Howard Dresner, president and founder of Dresner Advisory Services, has seen business intelligence trends come and go.
Recently, there’s been a wave of consolidation with Salesforce acquiring Tableau, Google purchasing Looker, and Qlik buying up both Podium and Attunity. But consolidation is nothing new, according to Dresner, who noted that some companies start with the specific purpose of finding an eventual buyer and that a new cycle of mergers and acquisitions comes every few of years.
A veteran of three decades analyzing the analytics industry, Dresner spent 13 years at Gartner where he served as the advisory firm’s lead analyst for business intelligence, a time during which he helped popularize the term.
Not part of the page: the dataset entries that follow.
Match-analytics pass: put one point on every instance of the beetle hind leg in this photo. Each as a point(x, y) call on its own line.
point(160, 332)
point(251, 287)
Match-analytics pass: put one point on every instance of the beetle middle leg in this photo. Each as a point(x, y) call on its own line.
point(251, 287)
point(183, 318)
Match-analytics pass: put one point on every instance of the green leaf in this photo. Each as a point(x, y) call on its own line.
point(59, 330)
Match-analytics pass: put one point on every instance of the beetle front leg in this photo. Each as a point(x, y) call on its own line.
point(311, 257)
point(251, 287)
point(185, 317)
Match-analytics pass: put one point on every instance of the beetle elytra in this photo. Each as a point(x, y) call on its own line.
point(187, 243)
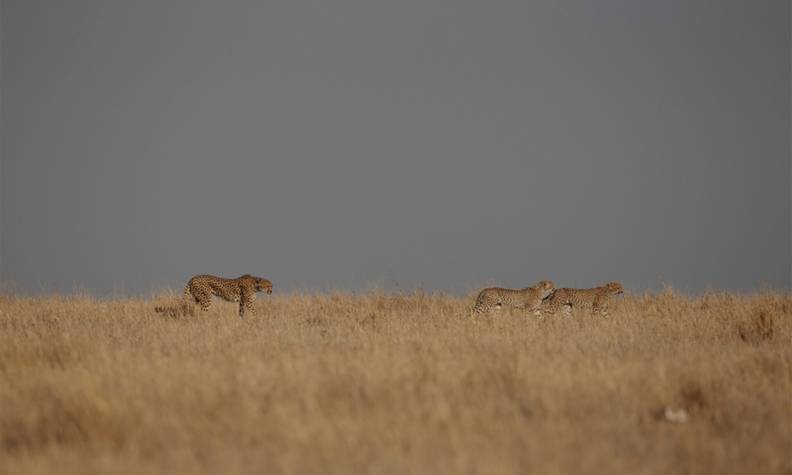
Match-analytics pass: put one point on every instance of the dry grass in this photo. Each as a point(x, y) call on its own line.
point(392, 383)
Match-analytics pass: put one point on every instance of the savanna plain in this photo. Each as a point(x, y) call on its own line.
point(396, 383)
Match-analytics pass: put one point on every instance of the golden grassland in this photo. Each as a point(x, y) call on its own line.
point(395, 383)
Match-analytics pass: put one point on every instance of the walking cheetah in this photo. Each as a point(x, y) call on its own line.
point(595, 299)
point(494, 298)
point(201, 288)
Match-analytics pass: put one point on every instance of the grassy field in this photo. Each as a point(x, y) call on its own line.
point(396, 383)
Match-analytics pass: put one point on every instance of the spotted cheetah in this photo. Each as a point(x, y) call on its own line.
point(595, 300)
point(201, 288)
point(494, 298)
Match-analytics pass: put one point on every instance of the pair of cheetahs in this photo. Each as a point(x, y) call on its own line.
point(544, 299)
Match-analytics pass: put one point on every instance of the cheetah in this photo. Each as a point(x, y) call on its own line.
point(201, 288)
point(494, 298)
point(595, 300)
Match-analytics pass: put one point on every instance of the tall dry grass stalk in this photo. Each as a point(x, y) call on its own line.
point(396, 383)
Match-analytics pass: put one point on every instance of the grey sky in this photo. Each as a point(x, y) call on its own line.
point(444, 144)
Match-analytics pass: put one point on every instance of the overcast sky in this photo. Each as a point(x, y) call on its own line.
point(419, 143)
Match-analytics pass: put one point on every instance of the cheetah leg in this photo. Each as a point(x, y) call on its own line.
point(600, 308)
point(246, 303)
point(205, 301)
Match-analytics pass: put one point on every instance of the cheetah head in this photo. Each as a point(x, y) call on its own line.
point(262, 285)
point(545, 287)
point(614, 288)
He then moved on to Hyperion Solutions as chief strategy officer in 2005, but when the company was acquired by Oracle he left to form his own advisory company.
With Salesforce’s acquisition of Tableau, Google’s purchase of Looker, and Qlik’s acquisitions of Podium and Attunity, consolidation is an obvious current business intelligence trend, but what does it all mean?
Howard Dresner: First of all, consolidation is not new. I’ve been covering this industry for 30 years now and I’ve watched multiple rounds of consolidation — you could do it almost in a five-year timeline. Most of the vendors would be gone every five or 10 years. A few stick around and can make it for the long haul. In fact, for many companies, that’s the business plan — if you were to read their business plan, there’s an exit strategy, and the exit strategy is usually acquisition, especially if they’re venture-capital funded. So none of this is a surprise. What is a surprise is the valuations. The valuations are very rich, and that simply says that the area of business intelligence and analytics is extremely well valued.
Why are companies paying so much for BI vendors?
Dresner: There’s a real need for it because there’s more and more data. It’s just becoming more and more mainstream. Like I said, I’ve been covering this for 30 years and the notion of business intelligence was this sleepy backwater that no one really understood or cared about. There were a few nerds in the organization that focused on it, but it’s become mainstream. Everybody cares about this now, or if they don’t they should care about it. And of course there’s vastly more data than there ever was before, and so that obviously has the attention of these very large players. What happens with consolidation as you see it play out is that it puts pressure on some of the other vendors in the marketplace — and we won’t mention names — and it may force their hand. If we were to fast-forward five years from now the landscape will look very different than it does today. Clearly, the current consolidation has changed the market dynamics.
Are there vendors you view now as obvious buyers and others you see as obvious sellers?
Dresner: There’s an entire industry that focuses on M&A and potential buyers and potential sellers are always talking. There’s no such thing as an acquisition that comes out of the blue. People have meetings, and then maybe they go away for a while and have other meetings, but everyone is talking to everyone — that’s the reality. Do I think there are others that will get acquired, or that are out there shopping themselves, and do I think there are suitors out there? Absolutely, every day, all year long. The only thing that this latest round of very visible acquisitions does is that it might increase the pressure a little bit. It’s like musical chairs — there are a few less chairs now so it creates pressure. That’s just human nature.
What are some other important current business intelligence trends, and what do they mean for the industry?
Howard DresnerPresident and founder, Dresner Advisory Services
Dresner: The important trends have less to do with technology, and more to do with execution on the part of the vendor. Everyone is looking for what is the next silver bullet — there is no silver bullet. Right now everyone is beating the drum about AI and machine learning, and that’s fine, but that’s not new. What’s different is our capacity to process lots of data quickly. AI and machine learning get better with tremendous amounts of data — more data, less errors. My point is, at the end of the day, the reason you invest in a vendor and technology is so that you don’t have to build it yourself. It comes down to how they serve you, and whether or not they can provide the requisite solutions to your organization and support you appropriately. You trust — and trust is a big word here — that they’re going to make the investment in the technology that’s going to propel you forward and keep your solution up to date, modern, relevant, etc. That’s what gives any vendor staying power — it’s not the shiny object.
As you look at the broad scope of the business intelligence market, what are you most excited about?
Dresner: The data — having so much more data out there, the diversity of data, and being able to build models that get so much closer to understanding reality, a really full perspective — that gets me juiced. We’re all about our data — we collect lots of data, so we’re a bunch of data geeks. Being able to get challenged in our understanding of what’s going on in the marketplace by the data is really exciting. Being able to learn new things about what’s going on in the marketplace in ways that we couldn’t do before — back in my Gartner days we talked to people and it was anecdotal, but it was not grounded in data — to paint a very different picture and more complete and representative picture of the marketplace, that’s what gets me excited. The other thing, from a market perspective, I love that there are so many more users out there, that the technology is so much more approachable than ever before.
Editor’s note: This interview has been edited for clarity and conciseness.